I’d known her for a long time. She was my friend, someone I used to work with. She was so very tall and big… a big girl (this is no lady) this girl with long, fair brown hair. (She reminds me of someone I knew in another life.) She was in tank top and shorts, and she was leaving. And she left. All I remember right now is feeling heart-hurt for the loss, and that feeling seemed to go on for a long time.
The next part of the dream (or maybe a different one entirely, who knows it carried on so long) found me in a parking lot outside a very large industrial building. Looks like it’d been there awhile, the usual dents and creases, rust, and spots of paint paler where they scoured off some graffiti. I had one job to do. (Can you hear the meme? I sure could.) I had one job, and it seemed like nothing and no one wanted to cooperate and help me get this 55-gallon blue poly drum on a pallet, into a truck, and shipped to its destination. One drum. What was in it? Where was it going? I have no idea, but the job was all-consuming to me. I went inside the building to get a bill of lading to get this process going. The cavernous room was poorly lit. Girders and beams covered in dark masses of cobwebbed dust in the high ceiling. It was quiet inside. Several really wide, long wooden tables were centered in the room covered in papers. Most of the papers had already been written on. Everything was a disorganized mess. All I needed was one blank bill of lading, and I couldn’t find one anywhere on or below the tables. Another co-worker, I’ll call her “Cindy” was there also flipping through papers, and now I can see a bunch of guys in tank tops, white towels hanging around their necks because they were hot, just standing around not doing a thing.

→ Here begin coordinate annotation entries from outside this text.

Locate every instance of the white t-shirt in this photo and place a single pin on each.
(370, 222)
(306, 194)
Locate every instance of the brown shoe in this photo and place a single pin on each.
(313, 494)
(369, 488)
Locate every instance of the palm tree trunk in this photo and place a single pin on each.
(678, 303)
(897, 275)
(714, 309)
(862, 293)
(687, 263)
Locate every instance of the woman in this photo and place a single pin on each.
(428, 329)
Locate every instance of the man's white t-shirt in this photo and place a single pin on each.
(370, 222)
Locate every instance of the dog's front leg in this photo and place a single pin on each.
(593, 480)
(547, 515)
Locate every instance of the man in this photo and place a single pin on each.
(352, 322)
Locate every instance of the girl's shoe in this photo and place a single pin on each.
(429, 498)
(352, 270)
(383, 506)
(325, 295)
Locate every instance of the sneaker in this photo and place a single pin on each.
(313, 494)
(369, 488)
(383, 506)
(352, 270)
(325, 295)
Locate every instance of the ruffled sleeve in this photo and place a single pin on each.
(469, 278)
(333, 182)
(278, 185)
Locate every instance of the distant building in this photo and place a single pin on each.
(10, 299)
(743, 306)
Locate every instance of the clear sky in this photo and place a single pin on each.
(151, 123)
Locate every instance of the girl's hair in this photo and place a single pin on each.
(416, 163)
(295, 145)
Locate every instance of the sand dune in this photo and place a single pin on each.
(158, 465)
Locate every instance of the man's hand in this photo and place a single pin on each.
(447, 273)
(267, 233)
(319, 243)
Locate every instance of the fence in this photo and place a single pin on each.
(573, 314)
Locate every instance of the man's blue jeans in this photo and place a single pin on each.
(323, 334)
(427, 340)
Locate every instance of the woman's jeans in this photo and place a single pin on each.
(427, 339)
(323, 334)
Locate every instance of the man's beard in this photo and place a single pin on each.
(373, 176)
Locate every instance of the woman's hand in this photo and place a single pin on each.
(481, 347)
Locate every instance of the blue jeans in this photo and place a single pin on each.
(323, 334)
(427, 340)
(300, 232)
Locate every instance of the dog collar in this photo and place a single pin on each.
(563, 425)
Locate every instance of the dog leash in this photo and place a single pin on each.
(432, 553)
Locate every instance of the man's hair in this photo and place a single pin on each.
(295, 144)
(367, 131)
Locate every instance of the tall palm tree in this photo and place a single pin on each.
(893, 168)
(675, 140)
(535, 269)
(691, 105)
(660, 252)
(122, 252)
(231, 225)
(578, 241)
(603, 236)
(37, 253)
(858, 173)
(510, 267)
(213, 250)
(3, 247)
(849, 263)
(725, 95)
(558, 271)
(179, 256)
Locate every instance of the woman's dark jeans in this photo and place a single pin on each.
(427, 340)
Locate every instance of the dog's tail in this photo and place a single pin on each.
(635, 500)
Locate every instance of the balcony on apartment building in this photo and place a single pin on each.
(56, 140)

My cellphone (an old flip phone) goes off. It’s my dad. He wants to know if I shipped out those books yet. Apparently he told his co-workers he would arrange to have some books brought in so they could have something to read, like a small exchange. The books are piled high on a pallet in my building for some reason. I was supposed to know who’s book belonged to who, and ship them. The books are old, worn, faded jackets scuffed and torn on the edges, titles no one would recognize, books that you walk past at flea markets. Instead of me shipping the barrel in the back of my mind, now I’m opening book covers, looking for names and addresses and there’s nothing there. Another impossible task. I’m angry and verbally abusing my father (not yelling) but saying awful things to him about this problem he handed me. It’s his fault that I can’t get this task done, why is this my problem, on and on and on. And he just stayed on the line and took it.
I awoke feeling tired and terrible for yelling at my dad. I know it’s just a dream, one that means so very many things. Waking up feeling tired and terrible isn’t the worst thing I suppose. I would read far worse things soon enough, and deal with the day and this sadness hour by hour. Another hot, humid day where the sky is sweating on us. I’d like to go back and dream up some rain.